Workers were denied authorization to leave their work stations to vote, particularly those identified as SINTTIA supporters, said Gómez Zuppa. By the time the CFCRL stepped in and got GM to shut down the facility from 2 p.m. to 3 p.m. and 6 p.m. to 7 p.m so workers could vote, many workers had finished their shifts for the week. Supervisors held meetings telling workers that if they voted for SINTTIA they would be fired, he added.

Smears that SINTTIA is a U.S. union front to bring back auto jobs north of the border were shared widely in videos and on social media. SINTTIA made efforts to counteract this narrative by “demonstrating SINTTIA’s democratic processes, that all of SINTTIA’s leadership are workers in the plants SINTTIA has a presence in, and that instead of jobs leaving elsewhere, what we’ve achieved have been the best negotiations in the industry over the past 30 years,” said Gómez Zuppa. But the climate of uncertainty across the auto industry was front of mind for workers, he said.
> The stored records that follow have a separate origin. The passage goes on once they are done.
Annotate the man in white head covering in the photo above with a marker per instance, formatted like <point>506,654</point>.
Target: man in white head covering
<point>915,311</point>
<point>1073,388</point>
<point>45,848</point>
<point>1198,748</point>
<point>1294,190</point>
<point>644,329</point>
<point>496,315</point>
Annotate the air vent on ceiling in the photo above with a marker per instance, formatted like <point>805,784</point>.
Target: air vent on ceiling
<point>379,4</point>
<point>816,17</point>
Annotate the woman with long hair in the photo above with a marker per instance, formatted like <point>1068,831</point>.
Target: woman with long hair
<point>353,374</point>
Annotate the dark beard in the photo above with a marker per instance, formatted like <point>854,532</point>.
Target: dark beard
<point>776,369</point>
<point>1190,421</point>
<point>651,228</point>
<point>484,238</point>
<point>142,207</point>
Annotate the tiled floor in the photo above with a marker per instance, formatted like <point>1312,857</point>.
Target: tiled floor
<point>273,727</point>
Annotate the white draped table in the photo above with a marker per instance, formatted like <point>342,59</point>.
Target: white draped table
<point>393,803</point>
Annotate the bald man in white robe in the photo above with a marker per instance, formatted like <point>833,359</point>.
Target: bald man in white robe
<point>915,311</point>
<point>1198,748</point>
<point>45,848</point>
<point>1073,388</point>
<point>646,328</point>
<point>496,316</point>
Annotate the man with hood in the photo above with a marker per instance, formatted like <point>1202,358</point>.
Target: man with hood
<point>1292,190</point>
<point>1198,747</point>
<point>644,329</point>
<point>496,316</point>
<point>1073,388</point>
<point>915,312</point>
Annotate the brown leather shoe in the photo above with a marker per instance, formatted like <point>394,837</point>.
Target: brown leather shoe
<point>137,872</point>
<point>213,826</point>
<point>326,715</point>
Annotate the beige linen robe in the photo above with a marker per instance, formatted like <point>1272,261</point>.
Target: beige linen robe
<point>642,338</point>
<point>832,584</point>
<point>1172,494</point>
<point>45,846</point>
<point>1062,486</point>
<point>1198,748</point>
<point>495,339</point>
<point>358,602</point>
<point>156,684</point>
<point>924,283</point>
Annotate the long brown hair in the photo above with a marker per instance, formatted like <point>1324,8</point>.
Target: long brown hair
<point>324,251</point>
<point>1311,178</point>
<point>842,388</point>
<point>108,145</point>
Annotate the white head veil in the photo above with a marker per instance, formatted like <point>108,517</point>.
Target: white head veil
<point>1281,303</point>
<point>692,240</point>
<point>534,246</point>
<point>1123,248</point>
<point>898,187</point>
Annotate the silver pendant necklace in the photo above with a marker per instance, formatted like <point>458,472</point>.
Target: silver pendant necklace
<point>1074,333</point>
The union plans to contest the election results, Gómez Zuppa said, and is drawing lessons from the setback. “One difficult lesson is that I think we’ve reached the limit of what the labor reform [can offer],” he said, referring to the series of reforms to Mexico’s labor law passed in 2019 which were supposed to weaken the vice grip that politically connected, employer-friendly unions have over the country’s labor movement. “We can’t count on institutions; [we can only] count on worker organizing.” The union has had discussions as to whether they should have taken a more aggressive tack. “We trusted that the company was going to act justly, without interference. I think that was a grave mistake.”